There is the tendency to ask, “Weren’t there signs?”, “Why was the change in behavior overlooked?”, and pass remarks such as “It was so selfish of the person to take his own life.” These thought processes may seem to make sense to us, indeed – they’re the first few question suicide survivors ask themselves. However, what is perceived is not always true – sometimes it is the underlying layers of emotional turmoil that causes them to internalize these stigmatized attitudes towards them. Instead of finding faults and blaming one another (ourselves included), it would be more meaningful to understand and learn from the suicide survivors’ stories. Perhaps the very first step anyone could do is to lend an ear with an open heart, because little moments like that could be an enlightening experience of knowing what it’s really like to lose someone to suicide behind closed doors.
Riding (and Surviving) the Waves of Grief
The experience of grief is very much like the feeling of falling sick. From time to time, our body’s immune system drops and it’s only natural that we fall sick. Sometimes it’s a minor cold that requires a little bit of rest, other times, we take much more time and remedies to recover. It’s just like how grief comes in waves, there will be times that it comes in torrents, causing us to feel the emotion at full force while other times it laps at us like gentle waves, it’s like our moral compass, nudging us to stay on the right track. And it’s okay that we fall from time to time, because each time we fall, we get back up stronger than before.
Sometimes being strong means taking baby steps, surviving week by week, day by day, and other times coping by the hour is all that we need to do. In fact, it takes so much courage to admit defeat, to accept that we fall at times, and to reach out for help. If you’re struggling with bereavement by suicide, or grieving over a loved one, begin with forgiving yourself for all the guilt and blame you’ve been carrying with you. Occasionally, the memories would come in waves. And when it does, allow yourself to take time off to do what works best for you (spending some time crying alone) to recover. But most importantly, know that it is neither a sign of weakness nor shame, it just shows that your loved one has been missed so dearly.

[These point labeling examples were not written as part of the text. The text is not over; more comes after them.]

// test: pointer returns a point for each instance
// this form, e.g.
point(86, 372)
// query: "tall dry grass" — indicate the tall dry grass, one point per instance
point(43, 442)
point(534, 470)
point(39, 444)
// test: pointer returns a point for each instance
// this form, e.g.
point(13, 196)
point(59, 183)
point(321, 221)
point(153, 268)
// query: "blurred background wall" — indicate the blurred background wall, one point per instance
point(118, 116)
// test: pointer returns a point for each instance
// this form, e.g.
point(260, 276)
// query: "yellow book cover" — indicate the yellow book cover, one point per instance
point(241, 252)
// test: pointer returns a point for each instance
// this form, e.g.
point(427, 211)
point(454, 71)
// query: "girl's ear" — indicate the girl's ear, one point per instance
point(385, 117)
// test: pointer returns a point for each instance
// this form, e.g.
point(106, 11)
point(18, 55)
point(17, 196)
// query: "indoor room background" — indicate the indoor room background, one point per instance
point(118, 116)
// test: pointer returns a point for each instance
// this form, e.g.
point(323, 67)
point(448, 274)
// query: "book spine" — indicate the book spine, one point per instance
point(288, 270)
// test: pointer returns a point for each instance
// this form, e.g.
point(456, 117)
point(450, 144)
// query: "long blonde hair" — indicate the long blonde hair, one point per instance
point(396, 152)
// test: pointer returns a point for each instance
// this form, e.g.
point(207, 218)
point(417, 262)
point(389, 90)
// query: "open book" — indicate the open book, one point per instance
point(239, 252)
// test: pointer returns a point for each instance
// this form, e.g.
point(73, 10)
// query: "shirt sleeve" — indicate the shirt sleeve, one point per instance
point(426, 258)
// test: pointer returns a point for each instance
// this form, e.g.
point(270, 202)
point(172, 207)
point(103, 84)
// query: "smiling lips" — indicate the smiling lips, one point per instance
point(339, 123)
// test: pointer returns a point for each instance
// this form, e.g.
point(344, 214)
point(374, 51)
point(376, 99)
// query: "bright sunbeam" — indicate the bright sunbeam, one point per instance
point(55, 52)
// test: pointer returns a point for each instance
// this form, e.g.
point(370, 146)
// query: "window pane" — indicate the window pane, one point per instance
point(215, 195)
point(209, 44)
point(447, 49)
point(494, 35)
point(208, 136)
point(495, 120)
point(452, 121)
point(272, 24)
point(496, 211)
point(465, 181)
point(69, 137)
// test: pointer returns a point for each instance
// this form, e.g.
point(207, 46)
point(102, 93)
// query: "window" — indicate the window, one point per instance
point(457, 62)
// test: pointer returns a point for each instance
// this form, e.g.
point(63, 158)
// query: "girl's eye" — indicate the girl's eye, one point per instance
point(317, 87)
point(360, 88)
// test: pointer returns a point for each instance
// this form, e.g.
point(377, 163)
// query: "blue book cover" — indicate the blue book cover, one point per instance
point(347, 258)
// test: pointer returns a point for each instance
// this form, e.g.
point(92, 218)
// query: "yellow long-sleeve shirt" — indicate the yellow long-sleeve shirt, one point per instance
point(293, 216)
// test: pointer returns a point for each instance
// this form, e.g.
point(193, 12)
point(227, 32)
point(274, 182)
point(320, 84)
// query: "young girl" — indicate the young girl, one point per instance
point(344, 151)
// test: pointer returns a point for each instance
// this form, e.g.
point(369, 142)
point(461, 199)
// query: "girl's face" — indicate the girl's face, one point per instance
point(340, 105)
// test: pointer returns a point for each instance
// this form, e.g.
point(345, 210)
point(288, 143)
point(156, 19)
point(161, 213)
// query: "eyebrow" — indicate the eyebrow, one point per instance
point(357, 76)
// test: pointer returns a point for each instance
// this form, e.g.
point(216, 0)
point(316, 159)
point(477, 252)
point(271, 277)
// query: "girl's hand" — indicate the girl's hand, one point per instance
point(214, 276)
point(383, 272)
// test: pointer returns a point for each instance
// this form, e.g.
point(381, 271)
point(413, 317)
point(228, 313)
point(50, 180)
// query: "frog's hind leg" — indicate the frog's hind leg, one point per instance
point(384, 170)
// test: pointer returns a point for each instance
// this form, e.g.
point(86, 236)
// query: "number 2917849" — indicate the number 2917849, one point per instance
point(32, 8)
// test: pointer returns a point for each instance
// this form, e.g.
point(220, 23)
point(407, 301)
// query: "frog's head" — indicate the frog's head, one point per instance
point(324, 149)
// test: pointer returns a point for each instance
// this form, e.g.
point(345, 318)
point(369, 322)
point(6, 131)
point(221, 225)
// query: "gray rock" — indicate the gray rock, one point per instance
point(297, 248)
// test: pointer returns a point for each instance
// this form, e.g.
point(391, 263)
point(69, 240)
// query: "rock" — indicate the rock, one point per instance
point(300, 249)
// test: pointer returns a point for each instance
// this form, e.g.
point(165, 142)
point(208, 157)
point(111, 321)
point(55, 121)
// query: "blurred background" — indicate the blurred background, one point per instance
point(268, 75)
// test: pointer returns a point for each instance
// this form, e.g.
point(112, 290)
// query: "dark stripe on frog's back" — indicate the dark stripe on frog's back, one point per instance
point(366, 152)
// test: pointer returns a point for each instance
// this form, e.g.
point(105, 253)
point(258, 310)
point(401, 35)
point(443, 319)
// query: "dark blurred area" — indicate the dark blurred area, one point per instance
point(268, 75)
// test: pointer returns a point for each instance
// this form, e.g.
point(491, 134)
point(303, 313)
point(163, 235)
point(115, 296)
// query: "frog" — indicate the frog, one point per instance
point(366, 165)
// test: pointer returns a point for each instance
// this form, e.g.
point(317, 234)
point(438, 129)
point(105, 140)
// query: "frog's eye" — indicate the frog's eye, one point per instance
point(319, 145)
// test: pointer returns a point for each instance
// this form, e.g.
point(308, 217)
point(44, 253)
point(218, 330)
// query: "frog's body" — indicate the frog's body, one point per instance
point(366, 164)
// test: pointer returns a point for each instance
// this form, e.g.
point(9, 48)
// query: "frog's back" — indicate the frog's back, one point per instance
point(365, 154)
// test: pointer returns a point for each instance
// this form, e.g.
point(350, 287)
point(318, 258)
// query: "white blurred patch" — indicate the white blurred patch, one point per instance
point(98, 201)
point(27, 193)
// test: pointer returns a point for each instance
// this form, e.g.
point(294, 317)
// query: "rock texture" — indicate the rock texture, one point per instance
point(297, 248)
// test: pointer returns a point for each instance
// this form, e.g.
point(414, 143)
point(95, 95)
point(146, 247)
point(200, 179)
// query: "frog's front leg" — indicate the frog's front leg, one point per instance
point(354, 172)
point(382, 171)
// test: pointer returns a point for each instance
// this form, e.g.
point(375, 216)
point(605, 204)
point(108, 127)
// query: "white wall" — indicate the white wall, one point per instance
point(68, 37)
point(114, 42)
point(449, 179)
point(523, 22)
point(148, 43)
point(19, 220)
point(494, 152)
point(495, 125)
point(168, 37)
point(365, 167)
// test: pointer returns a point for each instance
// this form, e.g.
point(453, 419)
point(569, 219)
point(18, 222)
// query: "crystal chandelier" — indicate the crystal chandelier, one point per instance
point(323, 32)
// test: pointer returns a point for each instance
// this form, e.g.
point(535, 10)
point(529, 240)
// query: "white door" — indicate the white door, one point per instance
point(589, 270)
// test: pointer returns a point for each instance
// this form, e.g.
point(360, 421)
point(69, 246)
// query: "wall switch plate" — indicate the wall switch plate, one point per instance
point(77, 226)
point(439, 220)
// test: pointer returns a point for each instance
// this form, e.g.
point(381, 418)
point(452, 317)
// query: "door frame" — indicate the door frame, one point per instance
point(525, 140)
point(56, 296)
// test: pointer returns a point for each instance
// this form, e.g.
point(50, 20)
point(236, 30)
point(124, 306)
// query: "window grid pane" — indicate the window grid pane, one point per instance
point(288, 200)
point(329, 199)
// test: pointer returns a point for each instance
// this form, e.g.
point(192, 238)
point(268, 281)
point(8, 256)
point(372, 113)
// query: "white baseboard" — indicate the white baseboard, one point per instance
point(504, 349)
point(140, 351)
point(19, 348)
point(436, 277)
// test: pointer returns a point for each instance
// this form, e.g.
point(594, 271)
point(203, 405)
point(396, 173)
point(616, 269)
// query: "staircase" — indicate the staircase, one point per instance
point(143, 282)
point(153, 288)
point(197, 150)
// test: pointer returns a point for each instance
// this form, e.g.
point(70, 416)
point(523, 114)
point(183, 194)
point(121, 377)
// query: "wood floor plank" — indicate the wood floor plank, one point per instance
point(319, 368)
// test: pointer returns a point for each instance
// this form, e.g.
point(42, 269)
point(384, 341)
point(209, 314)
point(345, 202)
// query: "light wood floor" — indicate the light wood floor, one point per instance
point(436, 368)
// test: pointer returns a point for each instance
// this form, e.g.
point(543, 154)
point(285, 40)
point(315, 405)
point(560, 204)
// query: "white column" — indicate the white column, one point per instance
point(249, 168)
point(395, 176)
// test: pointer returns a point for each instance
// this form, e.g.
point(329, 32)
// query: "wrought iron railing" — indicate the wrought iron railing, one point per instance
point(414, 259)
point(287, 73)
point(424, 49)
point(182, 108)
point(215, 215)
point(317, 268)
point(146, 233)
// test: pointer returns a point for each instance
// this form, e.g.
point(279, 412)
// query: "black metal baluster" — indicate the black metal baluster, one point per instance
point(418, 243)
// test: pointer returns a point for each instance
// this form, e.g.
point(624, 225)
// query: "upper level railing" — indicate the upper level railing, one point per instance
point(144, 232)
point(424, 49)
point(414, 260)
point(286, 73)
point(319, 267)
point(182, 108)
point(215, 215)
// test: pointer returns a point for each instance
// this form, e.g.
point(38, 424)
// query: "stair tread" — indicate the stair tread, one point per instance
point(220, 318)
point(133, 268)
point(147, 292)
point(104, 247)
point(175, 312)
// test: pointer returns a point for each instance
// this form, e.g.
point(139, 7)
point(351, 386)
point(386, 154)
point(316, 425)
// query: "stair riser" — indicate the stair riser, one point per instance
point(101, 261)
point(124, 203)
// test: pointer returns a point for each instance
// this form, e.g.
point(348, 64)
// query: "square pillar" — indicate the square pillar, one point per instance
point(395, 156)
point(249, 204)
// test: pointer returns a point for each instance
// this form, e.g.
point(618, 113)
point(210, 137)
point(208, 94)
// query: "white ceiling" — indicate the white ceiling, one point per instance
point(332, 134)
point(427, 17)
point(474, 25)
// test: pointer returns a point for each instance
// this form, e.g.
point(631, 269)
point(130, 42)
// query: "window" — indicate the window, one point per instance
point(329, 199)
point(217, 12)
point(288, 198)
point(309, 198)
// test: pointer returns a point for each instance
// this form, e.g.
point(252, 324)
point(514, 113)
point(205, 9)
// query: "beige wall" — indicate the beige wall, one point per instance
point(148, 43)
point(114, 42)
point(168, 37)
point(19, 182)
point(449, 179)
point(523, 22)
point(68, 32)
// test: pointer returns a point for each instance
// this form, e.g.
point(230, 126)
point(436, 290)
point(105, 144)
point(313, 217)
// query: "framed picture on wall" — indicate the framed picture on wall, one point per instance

Yen Ling would like to dedicate this article to a very special person:
In remembrance of a loving dad, who showed me the meaning of unconditional love, and always believed in me. He will always be my moral compass and live in my heart forever - 26th September 2019
Reference:
[1] Minamizono, S., Motohashi, Y., Yamaji, M., & Kaneko, Y. (2008). Attitudes towards those bereaved by a suicide: A population-based, cross-sectional study in rural Japan. BMC Public Health, 8(334). doi:10.1186/1471-2458-8-334
[2] Mitchell, A. M., Kim, Y., Prigerson, H. G., & Mortimer-Stephens, M. (2004). Complicated grief in survivors of suicide. Crisis: The Journal of Crisis Intervention and Suicide Prevention, 25(1), 12-18. doi:10.1027/0227-5910.25.1.12
[3] Cerel, J., Jordan, J. R., & Duberstein, P. R. (2008). The impact of suicide on the family. Crisis: The Journal of Crisis Intervention and Suicide Prevention, 29(1), 38-44. doi:10.1027/0227-5910.29.1.38
[4] Cerel, J., Maple, M., Aldrich, R., & van de Venne, J. (2013). Exposure to suicide and identification as survivor: Results from a random-digit dial survey. Crisis: The Journal of Crisis Intervention and Suicide Prevention, 34(6), 413-419. doi:10.1027/0227-5910/a000220
[5] Schneider, B., Grebner, K., Schnabel, A., Georgi, K. (2011). Is the emotional response of survivors dependent on the consequences of the suicide and the support received? Crisis: The Journal of Crisis Intervention and Suicide Prevention, 32(4), 186-193. doi:10.1027/0227-5910/a000081
[6] Cvinar, J. G. (2005). Do suicide survivors suffer social stigma: A review of the literature. Perspectives in Psychiatric Care, 41(1), 14-21.